15. L’età d’oro del drive-in (anni ’50)

Dopo la fine della Seconda guerra mondiale, la cultura americana incentrata sull’auto raggiunse il culmine assoluto. Nulla simboleggiava questo cambiamento di stile di vita più perfettamente dell’ascesa fulminea dei cinema drive-in, dove migliaia di famiglie potevano guardare un film nel comfort assoluto delle proprie automobili. Un tempo, l’esperienza cinematografica significava file su file di veicoli classici e immacolati della metà del secolo parcheggiati sotto un imponente schermo all’aperto a più piani. Gli automobilisti fissavano un altoparlante di metallo, pesante e ingombrante, direttamente sul finestrino lato guida per ascoltare l’audio. Sebbene oggi esistano ancora alcuni drive-in nostalgici, la portata di questi enormi raduni all’aperto con migliaia di auto è stata completamente eclissata dai megaplex al coperto e dalle reti di streaming domestiche.

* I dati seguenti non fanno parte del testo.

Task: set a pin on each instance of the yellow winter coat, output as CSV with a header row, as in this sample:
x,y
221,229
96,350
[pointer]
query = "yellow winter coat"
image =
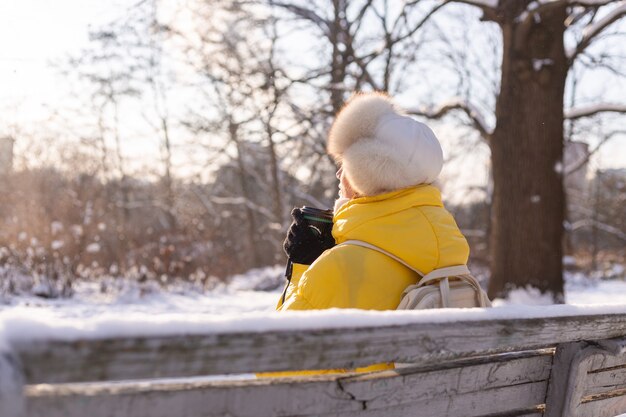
x,y
410,223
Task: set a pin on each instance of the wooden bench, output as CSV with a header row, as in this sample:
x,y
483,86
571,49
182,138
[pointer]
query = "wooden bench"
x,y
554,366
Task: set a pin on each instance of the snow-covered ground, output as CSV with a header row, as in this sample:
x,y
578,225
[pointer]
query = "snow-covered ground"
x,y
253,292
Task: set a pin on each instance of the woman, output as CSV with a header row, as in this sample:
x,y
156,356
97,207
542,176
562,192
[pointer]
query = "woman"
x,y
388,162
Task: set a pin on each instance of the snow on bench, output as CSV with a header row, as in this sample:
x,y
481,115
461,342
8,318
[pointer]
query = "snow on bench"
x,y
511,361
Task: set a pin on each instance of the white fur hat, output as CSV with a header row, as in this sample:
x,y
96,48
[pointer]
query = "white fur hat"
x,y
380,148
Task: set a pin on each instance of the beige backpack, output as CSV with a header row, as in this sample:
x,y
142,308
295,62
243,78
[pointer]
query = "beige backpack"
x,y
453,286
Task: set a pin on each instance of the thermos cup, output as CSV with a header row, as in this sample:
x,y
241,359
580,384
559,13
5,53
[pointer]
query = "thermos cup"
x,y
321,221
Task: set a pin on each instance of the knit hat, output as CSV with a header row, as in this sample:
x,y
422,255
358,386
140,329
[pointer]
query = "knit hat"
x,y
380,148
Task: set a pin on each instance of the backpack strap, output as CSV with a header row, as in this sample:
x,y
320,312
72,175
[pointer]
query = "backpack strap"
x,y
384,252
461,272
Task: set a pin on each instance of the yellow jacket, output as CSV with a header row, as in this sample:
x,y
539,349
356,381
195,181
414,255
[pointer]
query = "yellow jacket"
x,y
410,223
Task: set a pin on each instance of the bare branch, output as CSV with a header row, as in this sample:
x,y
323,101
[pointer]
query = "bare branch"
x,y
591,31
602,226
306,14
587,111
489,7
571,168
457,104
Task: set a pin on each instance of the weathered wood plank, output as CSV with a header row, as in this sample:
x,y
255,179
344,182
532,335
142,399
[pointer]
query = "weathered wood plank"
x,y
608,406
496,402
153,357
564,386
11,381
606,361
605,380
423,384
482,386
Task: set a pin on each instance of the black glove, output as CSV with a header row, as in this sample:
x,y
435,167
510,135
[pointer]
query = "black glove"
x,y
304,243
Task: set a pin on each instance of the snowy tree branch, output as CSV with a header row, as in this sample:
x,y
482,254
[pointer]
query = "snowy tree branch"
x,y
470,110
587,111
594,28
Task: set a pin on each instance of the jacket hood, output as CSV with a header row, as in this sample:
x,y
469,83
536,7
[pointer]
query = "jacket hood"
x,y
382,149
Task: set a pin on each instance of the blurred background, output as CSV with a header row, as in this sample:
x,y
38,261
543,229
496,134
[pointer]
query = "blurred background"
x,y
167,140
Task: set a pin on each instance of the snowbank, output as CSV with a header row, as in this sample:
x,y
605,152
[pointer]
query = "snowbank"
x,y
20,324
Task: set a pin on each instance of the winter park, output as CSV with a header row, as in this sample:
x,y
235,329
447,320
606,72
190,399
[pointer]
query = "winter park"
x,y
258,208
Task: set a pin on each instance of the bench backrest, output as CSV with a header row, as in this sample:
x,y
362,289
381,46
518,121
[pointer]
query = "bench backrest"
x,y
557,366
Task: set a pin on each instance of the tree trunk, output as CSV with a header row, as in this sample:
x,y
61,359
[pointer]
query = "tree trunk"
x,y
526,147
252,228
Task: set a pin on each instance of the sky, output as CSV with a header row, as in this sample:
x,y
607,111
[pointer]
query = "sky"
x,y
35,33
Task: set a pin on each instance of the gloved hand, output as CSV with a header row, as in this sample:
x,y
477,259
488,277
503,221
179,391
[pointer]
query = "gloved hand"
x,y
304,244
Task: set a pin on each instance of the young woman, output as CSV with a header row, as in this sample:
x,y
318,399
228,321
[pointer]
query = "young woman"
x,y
388,162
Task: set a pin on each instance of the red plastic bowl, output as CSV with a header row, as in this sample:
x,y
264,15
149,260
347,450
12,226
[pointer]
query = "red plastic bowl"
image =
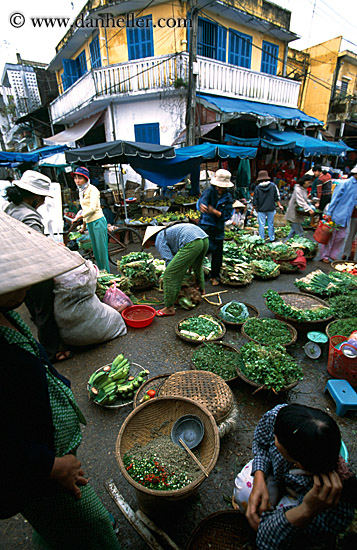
x,y
138,316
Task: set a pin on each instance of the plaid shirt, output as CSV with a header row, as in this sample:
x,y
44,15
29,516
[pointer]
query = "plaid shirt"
x,y
169,241
275,532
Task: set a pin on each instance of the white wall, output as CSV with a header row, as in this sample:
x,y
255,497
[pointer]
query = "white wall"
x,y
169,113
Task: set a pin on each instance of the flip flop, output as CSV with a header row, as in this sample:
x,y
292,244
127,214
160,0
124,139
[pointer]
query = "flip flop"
x,y
160,313
63,356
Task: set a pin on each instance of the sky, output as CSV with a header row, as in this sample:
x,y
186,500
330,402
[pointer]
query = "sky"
x,y
314,20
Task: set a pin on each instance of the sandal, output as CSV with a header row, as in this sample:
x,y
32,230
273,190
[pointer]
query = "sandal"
x,y
63,356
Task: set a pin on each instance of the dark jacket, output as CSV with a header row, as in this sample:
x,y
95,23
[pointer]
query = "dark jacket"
x,y
265,197
27,432
223,203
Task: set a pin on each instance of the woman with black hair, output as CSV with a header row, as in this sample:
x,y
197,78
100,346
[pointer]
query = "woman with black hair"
x,y
298,200
297,491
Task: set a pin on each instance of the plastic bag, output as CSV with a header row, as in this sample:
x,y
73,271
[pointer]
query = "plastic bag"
x,y
243,313
116,298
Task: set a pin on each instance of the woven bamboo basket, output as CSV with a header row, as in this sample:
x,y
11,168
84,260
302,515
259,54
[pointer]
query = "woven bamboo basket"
x,y
292,330
226,530
140,427
207,388
191,340
302,301
226,347
253,312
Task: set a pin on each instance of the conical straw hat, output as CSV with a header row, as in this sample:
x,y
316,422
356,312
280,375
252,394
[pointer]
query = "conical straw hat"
x,y
28,257
150,231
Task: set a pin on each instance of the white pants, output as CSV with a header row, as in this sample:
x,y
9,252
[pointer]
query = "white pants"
x,y
243,485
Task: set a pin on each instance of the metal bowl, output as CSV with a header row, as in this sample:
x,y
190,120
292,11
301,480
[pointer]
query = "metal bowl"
x,y
190,429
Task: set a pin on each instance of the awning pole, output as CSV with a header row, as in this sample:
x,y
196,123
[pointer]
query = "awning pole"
x,y
123,189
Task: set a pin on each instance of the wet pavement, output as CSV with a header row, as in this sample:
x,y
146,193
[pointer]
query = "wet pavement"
x,y
159,349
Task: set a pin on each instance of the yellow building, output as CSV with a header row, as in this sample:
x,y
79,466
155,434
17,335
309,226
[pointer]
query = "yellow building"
x,y
131,65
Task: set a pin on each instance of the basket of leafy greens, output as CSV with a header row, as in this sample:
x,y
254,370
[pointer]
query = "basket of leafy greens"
x,y
268,332
268,367
200,328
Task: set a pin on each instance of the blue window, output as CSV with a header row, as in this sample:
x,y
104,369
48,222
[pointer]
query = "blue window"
x,y
73,69
147,133
240,49
140,39
94,49
211,40
270,56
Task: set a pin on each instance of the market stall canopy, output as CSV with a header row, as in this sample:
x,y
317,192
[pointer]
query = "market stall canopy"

16. La Dynasphere del Dr. Purves (1932)

Portando il concetto di monociclo a un estremo meccanico assoluto, l’inventore britannico Dr. J.H. Purves progettò la Dynasphere nel 1932. Ispirato da uno schizzo di Leonardo da Vinci, questo bizzarro veicolo era una gigantesca sfera rotolante realizzata in ferro battuto a traliccio, alimentata da un motore a benzina da due cavalli. Il conducente e il passeggero sedevano interamente all’interno del cerchio centrale su una piattaforma che rimaneva ferma mentre l’enorme gabbia esterna rotolava in avanti. Il dottor Purves affermò con sicurezza che la sua sfera rappresentava il futuro dei viaggi ad alta velocità, sperando che potesse raggiungere i 30 miglia all’ora sulle autostrade pubbliche. Purtroppo, guidare quel pesante colosso di ferro si rivelò quasi impossibile e il progetto fu abbandonato, lasciandoci con un’immagine indimenticabile dell’ottimismo dei trasporti della metà del secolo.